Quand la Tbourida se fait féminine !

A l’origine, la tbourida est plutôt une affaire d’hommes puisqu’il s’agit d’une technique de guerre développée par les Arabes pour surprendre l’ennemi. Auparavant, les femmes accueillaient les cavaliers avec des you-yous. Aujourd’hui, elles contribuent à la tradition et assurent le spectacle. Il existe désormais une dizaine de groupes de femmes pratiquant ce sport de fantasia, notamment à Mohammedia, Kénitra, Khémisset, Meknès, El Jadida et Benslimane.

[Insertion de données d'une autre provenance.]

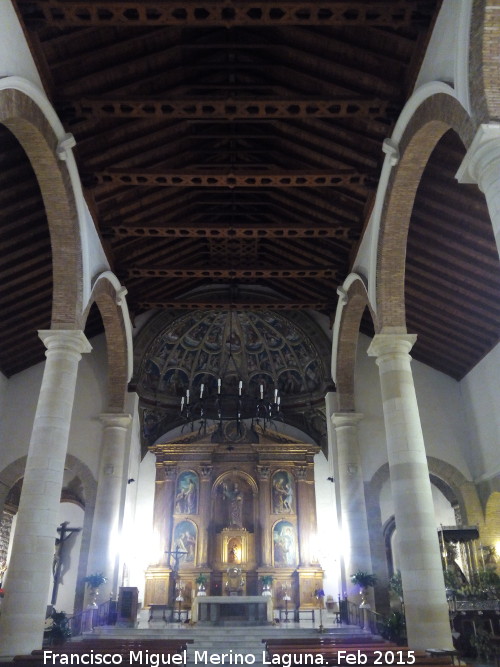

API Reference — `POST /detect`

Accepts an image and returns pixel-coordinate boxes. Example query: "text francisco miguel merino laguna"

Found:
[43,649,325,667]
[43,649,415,667]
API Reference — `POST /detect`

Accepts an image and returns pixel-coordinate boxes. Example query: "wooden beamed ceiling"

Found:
[0,0,500,378]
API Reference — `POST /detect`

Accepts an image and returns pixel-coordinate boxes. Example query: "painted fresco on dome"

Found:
[271,470,293,514]
[273,521,297,567]
[139,311,324,398]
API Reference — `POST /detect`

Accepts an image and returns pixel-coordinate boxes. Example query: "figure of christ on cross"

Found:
[165,544,188,620]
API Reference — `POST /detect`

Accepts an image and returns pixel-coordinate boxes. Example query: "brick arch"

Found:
[0,88,83,329]
[368,456,483,525]
[469,0,500,123]
[83,274,128,412]
[376,93,475,333]
[334,278,376,412]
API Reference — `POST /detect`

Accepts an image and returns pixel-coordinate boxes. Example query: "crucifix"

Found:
[165,544,187,614]
[50,521,81,605]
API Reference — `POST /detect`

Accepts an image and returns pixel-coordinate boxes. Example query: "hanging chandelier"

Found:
[180,309,284,440]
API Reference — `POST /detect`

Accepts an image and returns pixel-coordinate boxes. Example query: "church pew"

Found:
[266,638,452,667]
[11,638,193,667]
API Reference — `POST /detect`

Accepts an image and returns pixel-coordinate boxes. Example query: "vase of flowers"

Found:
[83,572,107,609]
[314,588,325,632]
[195,572,208,596]
[260,574,273,597]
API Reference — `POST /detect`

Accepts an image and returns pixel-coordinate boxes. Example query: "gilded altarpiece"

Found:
[144,429,323,609]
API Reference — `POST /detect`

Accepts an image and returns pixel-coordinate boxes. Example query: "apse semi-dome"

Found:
[133,310,331,452]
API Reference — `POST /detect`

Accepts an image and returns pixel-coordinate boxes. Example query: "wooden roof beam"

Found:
[110,222,349,239]
[18,0,427,28]
[127,266,337,279]
[135,299,335,311]
[93,169,368,188]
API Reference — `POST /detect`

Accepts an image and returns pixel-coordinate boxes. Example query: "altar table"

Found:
[191,595,273,625]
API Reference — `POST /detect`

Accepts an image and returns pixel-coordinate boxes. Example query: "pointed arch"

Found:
[375,93,475,333]
[0,88,83,329]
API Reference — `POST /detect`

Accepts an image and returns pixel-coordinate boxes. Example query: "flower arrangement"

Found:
[83,572,107,588]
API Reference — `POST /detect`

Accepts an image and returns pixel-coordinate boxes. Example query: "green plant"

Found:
[379,611,406,645]
[469,629,493,659]
[83,572,107,588]
[45,609,71,644]
[351,570,377,588]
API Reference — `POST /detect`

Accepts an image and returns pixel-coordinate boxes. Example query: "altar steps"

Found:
[88,622,367,667]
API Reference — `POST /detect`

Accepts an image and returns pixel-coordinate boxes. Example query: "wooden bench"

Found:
[10,637,193,667]
[265,637,458,667]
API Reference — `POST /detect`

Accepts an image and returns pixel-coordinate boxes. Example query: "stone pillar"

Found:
[456,123,500,254]
[368,334,453,649]
[198,465,213,567]
[152,463,177,567]
[0,330,92,656]
[331,412,372,603]
[257,465,272,567]
[295,466,317,567]
[87,412,132,604]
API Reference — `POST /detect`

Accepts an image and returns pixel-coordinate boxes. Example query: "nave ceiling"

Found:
[0,0,500,379]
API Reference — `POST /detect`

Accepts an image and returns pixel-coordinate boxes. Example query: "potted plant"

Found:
[351,570,377,606]
[260,574,273,596]
[83,572,107,607]
[195,572,208,596]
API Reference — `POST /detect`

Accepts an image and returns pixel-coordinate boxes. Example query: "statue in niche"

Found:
[272,470,293,514]
[222,482,243,528]
[175,471,198,514]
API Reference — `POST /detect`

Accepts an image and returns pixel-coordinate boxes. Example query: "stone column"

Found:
[456,123,500,254]
[88,412,132,604]
[295,466,316,567]
[152,463,177,567]
[0,330,92,656]
[198,465,213,567]
[331,412,372,603]
[368,334,453,649]
[257,465,272,567]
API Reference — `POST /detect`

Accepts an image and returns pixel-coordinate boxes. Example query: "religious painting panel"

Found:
[273,521,297,567]
[271,470,294,514]
[172,519,198,567]
[174,470,199,514]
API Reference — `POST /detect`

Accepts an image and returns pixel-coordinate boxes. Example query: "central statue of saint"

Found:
[222,482,243,528]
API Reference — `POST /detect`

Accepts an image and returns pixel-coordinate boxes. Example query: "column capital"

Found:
[257,465,271,482]
[455,123,500,185]
[38,329,92,354]
[367,333,417,358]
[331,412,364,428]
[99,412,132,429]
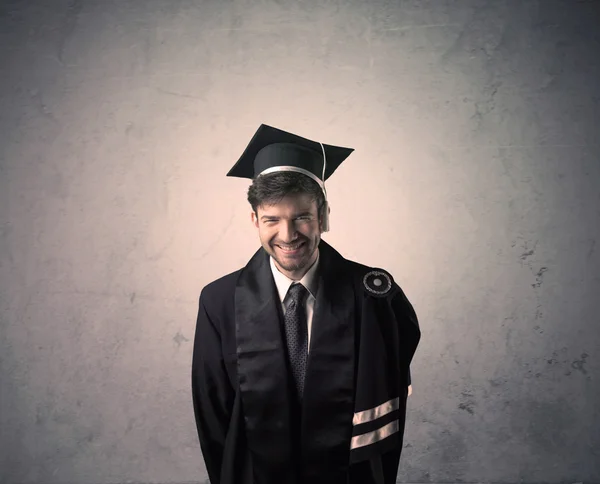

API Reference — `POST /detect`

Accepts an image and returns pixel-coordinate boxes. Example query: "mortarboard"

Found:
[227,124,354,232]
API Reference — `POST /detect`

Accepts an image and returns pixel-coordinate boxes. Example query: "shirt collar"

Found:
[269,251,321,302]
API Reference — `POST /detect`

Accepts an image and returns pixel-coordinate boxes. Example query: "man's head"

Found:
[248,171,325,280]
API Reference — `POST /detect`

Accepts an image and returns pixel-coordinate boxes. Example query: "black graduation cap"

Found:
[227,124,354,184]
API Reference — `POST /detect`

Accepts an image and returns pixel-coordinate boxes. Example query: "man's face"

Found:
[252,191,322,280]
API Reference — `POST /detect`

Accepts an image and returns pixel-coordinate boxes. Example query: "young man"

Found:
[192,125,420,484]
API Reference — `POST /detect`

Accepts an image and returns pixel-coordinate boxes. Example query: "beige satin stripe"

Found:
[350,420,400,450]
[352,397,400,425]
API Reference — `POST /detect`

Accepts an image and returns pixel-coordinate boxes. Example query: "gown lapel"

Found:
[235,240,355,484]
[301,240,355,484]
[235,248,296,484]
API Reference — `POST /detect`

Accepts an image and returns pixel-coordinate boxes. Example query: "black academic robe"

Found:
[192,240,420,484]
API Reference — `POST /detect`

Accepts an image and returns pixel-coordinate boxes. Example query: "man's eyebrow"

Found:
[260,211,312,220]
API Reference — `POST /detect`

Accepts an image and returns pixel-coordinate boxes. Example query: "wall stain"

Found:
[571,353,588,375]
[458,391,477,415]
[173,331,189,346]
[531,267,548,287]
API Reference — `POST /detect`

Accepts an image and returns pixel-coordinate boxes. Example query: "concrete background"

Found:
[0,0,600,484]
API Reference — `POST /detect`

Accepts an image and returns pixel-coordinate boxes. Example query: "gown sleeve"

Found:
[192,294,234,484]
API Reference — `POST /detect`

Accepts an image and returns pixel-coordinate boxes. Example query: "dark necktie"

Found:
[284,284,308,401]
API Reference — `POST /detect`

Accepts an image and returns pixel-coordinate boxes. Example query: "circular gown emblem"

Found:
[363,270,392,296]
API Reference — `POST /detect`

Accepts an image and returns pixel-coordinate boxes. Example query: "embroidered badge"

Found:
[363,270,392,296]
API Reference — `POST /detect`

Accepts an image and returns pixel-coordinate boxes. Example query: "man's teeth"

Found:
[279,242,302,251]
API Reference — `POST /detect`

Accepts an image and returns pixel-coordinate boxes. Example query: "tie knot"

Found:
[288,283,308,303]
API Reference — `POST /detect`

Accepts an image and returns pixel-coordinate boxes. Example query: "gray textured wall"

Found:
[0,0,600,484]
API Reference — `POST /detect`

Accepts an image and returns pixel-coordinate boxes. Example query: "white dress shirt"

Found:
[269,250,320,350]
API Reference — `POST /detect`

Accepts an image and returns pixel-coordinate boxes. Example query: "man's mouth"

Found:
[276,241,305,254]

L’histoire des cavalières marocaines de la Tbourida a commencé en 2005, année de la création de la toute première troupe féminine de fantasia à Mohammedia grâce à la princesse Lalla Amina, sœur de feu Sa majesté Hassan II. En effet, il y a 11 ans de cela, une femme, dont le père est éleveur de chevaux et cavalier de fantasia est venue voir la princesse en lui expliquant qu’elle et des amies souhaitaient monter et participer à des spectacles de fantasia. La princesse leur a donné un coup de main et, dès l’année suivante, elles ont pu participer à des fantasias. Depuis, l’apparition de la compétence féminine sur ce champ de bataille fictif se veut un vrai symbole de l’évolution majeure que connait la situation des femmes au Maroc.

Tbourida et tourisme

arts-equestresEn dehors des aspects culturels et sportifs de la Tbourida, cette fantasia se présente également comme une opportunité et une forme pour renforcer l’attrait touristique des régions et faire connaître leurs potentialités naturelles et patrimoniales, sauvegarder le patrimoine culturel local et créer une dynamique économique et touristique. D’ailleurs, l’intérêt accordé par le ministère marocain du tourisme aux festivals et «Moussems» culturels s’inscrit dans le cadre de la stratégie «Tourisme pour tous» qui repose sur des services touristiques avec un bon accueil et des prix abordables, notamment dans les régions lointaines, connues pour leurs mausolées et leurs stations thermales, où le tourisme lié aux «Moussems» constitue une culture ancestrale pour les tribus marocaines. Selon la Fédération royale marocaine des sports équestres, le tourisme équestre est très présent. En 2012, 11 500 emplois marocains dépendaient directement ou indirectement du cheval.